My Ancestral Angels and Demons
You always used to tell me,
and still say so today,
that I am just like her.
Something in my smile,
the way I carry myself,
the deep and piercing blue of my eyes—
seems to you like a reincarnation
of that strong-willed woman
who framed your very existence
called you her baby
sang you lullabies
and raised you to be the woman you are.
In the darker corners of the night
when sleep evades my willing fingers
I often think to myself
wonder silently
and introspectively
what my life would be like
if I had known her—
seen the strength behind her eyes
and the wisdom and grace behind her smile.
I imagine
in anguished twilights
and twisted midnights
the questions I would ask
feel her arms wrap around me,
The warmth of her embrace
and the end of the silent mystery of her existence—
but know it can never be.
I feel the fresh hot tears
and close my eyes.
I imagine her saying she’s proud of me.
That’s not saying I ever felt deprived
without having her here—
you gave me and the boys everything
we ever needed and more.
I am who I am because of you.
Just when I see friends
who knew their grandmothers well,
have thousands upon thousands of memories
stored in the memory banks of their minds,
I think of how she was ripped from my life
before I was even a thought.
I hear the erratic heartbeats
pulsing in my head--
feel the echoes of the disease that took her away.
I think,
sometimes for seconds,
sometimes for hours,
how I just want to know her,
and get the chance to say
how deeply honored I am
every time you tell me that I’m like her.
That I have her eyes,
her hair,
or her laugh.
I keep these treasures close to my heart.

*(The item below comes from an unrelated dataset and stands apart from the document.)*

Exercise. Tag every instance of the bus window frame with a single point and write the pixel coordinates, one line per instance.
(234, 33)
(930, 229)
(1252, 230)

I wonder what she would say.
I hope that she would love me,
accept me as you do.
I’d like to think she would,
I won’t ever really know.
But really,
truly,
I’m scared to death of the age
Of 24—
that year when you lost the woman who held your world together.

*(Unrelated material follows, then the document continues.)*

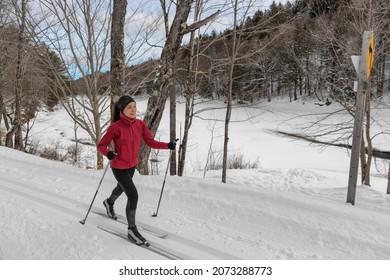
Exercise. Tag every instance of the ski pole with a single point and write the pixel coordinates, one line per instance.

I see the expressions on your face
When you speak of her,
the pain and the anguish
behind the memories of her loss
that haven’t faded in thirty years.
I can’t help but wonder
when I’ll lose you.
My world.
My anchor.
So I pray—
whenever I get a chance---
to God,
even though He and I have always walked a rocky path—
that he keeps Edith safe in heaven,
keeps Mary-Ann as close to Him as she is to our hearts,
and keeps you with me as long as possible.